Глава 3
В те годы зимой мне всегда было тоскливо. Отец ненавидел лыжников и не желал иметь с ними ничего общего: он считал оскорбительным спускаться с горы, забираясь на нее безо всякого труда по склонам, приглаженным ратраками и оснащенными подъемниками. Туристов он презирал: они приезжали большими группами и оставляли после себя разруху. Иногда летом он натыкался на столб канатной дороги, или на гусеничный трактор, забытый на облысевшем склоне, или на заброшенный подъемник – ржавое колесо на бетонной опоре, торчащее посреди сыпухи.
“Надо подложить бомбу”, – заявлял отец, и он не шутил.
В таком же настроении на Рождество он смотрел по телевизору репортажи о том, как проводят каникулы лыжники. Люди тысячами съезжались в альпийские долины, выстраивались в очередь у подъемников, а потом скатывались по нашим тропам. Отец не желал в этом участвовать и отсиживался в миланской квартире. Однажды мама предложила ему свозить меня в воскресенье в Грану, чтобы я увидел деревню под снегом, но отец резко возразил: “Нет. Ему не понравится”. Зимой горы были не для людей, не стоило туда лезть. Согласно философии моего отца, его представлениям о том, что на самом деле означают подъем и спуск, что люди уходят в горы, убегая от всего, что терзает внизу, легкое время неизбежно сменялось тяжелым: работой, жизнью на равнине, мрачным настроением.

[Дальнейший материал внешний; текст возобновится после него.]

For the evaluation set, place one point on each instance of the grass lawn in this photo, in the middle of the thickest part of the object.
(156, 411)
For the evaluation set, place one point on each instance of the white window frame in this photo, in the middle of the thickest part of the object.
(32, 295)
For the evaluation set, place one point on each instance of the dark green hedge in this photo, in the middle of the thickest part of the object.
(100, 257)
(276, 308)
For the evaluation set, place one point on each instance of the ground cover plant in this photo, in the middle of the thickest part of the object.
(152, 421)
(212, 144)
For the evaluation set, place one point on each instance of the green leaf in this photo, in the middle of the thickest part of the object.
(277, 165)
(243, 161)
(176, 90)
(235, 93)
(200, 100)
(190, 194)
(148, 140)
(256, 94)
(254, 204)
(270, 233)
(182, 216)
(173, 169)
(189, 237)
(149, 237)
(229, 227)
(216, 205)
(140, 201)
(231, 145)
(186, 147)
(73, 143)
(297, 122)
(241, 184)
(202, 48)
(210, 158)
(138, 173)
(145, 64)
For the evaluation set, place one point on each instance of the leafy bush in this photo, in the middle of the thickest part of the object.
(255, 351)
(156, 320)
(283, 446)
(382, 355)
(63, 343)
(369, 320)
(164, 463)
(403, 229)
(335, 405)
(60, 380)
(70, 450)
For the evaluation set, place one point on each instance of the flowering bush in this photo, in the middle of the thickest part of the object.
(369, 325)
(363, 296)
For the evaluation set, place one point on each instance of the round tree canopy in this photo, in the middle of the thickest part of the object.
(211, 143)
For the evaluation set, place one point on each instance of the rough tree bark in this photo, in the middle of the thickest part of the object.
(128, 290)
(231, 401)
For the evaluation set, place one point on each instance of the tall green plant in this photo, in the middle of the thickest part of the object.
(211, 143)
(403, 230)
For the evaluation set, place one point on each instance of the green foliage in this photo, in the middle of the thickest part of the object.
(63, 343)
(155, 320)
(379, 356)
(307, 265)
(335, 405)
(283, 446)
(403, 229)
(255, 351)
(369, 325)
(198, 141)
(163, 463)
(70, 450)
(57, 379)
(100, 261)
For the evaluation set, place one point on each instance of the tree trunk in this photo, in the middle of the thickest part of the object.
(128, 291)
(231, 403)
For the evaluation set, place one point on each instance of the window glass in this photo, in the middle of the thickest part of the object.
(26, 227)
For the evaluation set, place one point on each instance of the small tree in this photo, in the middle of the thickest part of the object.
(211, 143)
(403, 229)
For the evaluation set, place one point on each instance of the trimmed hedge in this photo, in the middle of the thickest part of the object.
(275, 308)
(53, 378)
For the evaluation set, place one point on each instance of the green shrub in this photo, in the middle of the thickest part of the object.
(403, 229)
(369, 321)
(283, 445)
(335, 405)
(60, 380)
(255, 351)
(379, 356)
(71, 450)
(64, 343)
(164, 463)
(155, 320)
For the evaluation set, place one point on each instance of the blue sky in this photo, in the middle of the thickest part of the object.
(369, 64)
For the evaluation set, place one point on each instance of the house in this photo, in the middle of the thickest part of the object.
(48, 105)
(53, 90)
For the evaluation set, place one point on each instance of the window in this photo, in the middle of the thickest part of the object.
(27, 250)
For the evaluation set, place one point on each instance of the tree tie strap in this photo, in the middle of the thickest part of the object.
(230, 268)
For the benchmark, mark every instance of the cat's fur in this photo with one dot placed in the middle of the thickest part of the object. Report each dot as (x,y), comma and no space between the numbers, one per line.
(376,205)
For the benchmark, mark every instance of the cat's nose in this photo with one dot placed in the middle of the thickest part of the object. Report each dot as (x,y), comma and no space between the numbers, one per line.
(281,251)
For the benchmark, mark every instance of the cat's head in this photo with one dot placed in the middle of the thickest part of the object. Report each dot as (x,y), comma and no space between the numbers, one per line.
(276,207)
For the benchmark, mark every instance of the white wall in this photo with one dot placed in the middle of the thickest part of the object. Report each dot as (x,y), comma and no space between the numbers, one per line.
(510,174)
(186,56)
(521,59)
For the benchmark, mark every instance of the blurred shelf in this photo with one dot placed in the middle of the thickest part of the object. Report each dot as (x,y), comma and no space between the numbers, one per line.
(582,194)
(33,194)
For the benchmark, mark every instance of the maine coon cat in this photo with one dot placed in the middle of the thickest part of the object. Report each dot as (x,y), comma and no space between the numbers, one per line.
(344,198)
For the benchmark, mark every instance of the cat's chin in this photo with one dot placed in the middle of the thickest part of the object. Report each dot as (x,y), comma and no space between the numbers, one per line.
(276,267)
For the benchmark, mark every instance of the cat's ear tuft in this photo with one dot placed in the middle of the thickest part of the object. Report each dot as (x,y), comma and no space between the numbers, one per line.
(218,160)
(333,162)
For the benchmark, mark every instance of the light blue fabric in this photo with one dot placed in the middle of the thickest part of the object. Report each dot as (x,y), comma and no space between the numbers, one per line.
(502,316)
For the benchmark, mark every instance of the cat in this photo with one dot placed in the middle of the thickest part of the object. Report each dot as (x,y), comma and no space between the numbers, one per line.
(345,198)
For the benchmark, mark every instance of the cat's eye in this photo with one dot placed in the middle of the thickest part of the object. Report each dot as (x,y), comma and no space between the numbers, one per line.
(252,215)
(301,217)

Теперь и я знал, что такое тоска по горам, – та, что терзала отца много лет и которую я не понимал. Теперь я тоже приходил в восторг, завидев в конце проспекта вершину Гриньи. Я перечитывал справочник альпийского клуба, словно дневник, упиваясь старинным слогом, и мне казалось, будто я шаг за шагом прохожу описанными в справочнике тропами: “карабкаясь по травянистым кручам до заброшенного пастбища”, “а оттуда держа путь меж валунов и укрытых талым снегом равнин”, “чтобы достичь вершины гребня близ глубокой ложбины”. Тем временем с моих ног сходил загар, заживали царапины и ранки, я забывал, как кусается крапива, как обжигает ноги ледяная вода, когда переходишь ее вброд, сняв носки и ботинки, как приятно залезать в постель, проведя целый день на пекле. Зимой в городе меня ничего не трогало. Я глядел на город через фильтр, превращавший мир в блеклое, однообразное зрелище – в туманное облако людей и машин, сквозь которое приходилось пробираться дважды в день. Я смотрел из окна на проспект, и дни, проведенные в Гране, казались настолько далекими, что я начинал сомневаться, было ли это на самом деле. Вдруг я сам это выдумал, вдруг все существует только в моих мечтах? Но потом я замечал, что свет на балконе ложится иначе, среди асфальта пробивается чахлая трава, даже в Милан приходит весна, и тоска превращалась в ожидание того дня, когда мы вернемся в горы.
Бруно ждал этого дня с не меньшим волнением. Разница между нами была в том, что я уезжал и приезжал, а он оставался: видимо, у него был наблюдательный пункт, откуда он следил за дорогой, – не проходило и часа, а он уже прибегал за мной. “Бэрью! – раздавалось со двора[6]. Так он меня называл. – Эй, выходи!” – кричал Бруно, не здороваясь и не теряя времени на разговоры, словно расстались мы накануне. Так оно и было: последние месяцы мгновенно исчезали, наша дружба не прерывалась, для нас существовало одно долгое, бесконечное лето.
Впрочем, Бруно рос быстрее меня. Он являлся почти всегда чумазый, из хлева, и отказывался заходить в дом. Он ждал на крыльце, прислонившись к перилам, на которые мы не опирались – от малейшего прикосновения они шатались, и мы были уверены, что в один прекрасный день перила рухнут. Бруно оглядывался, словно проверяя, не гонится ли кто за ним: он сбегал от своих коров и уводил меня от моих книжек ради приключений, которые не хотел портить разговорами.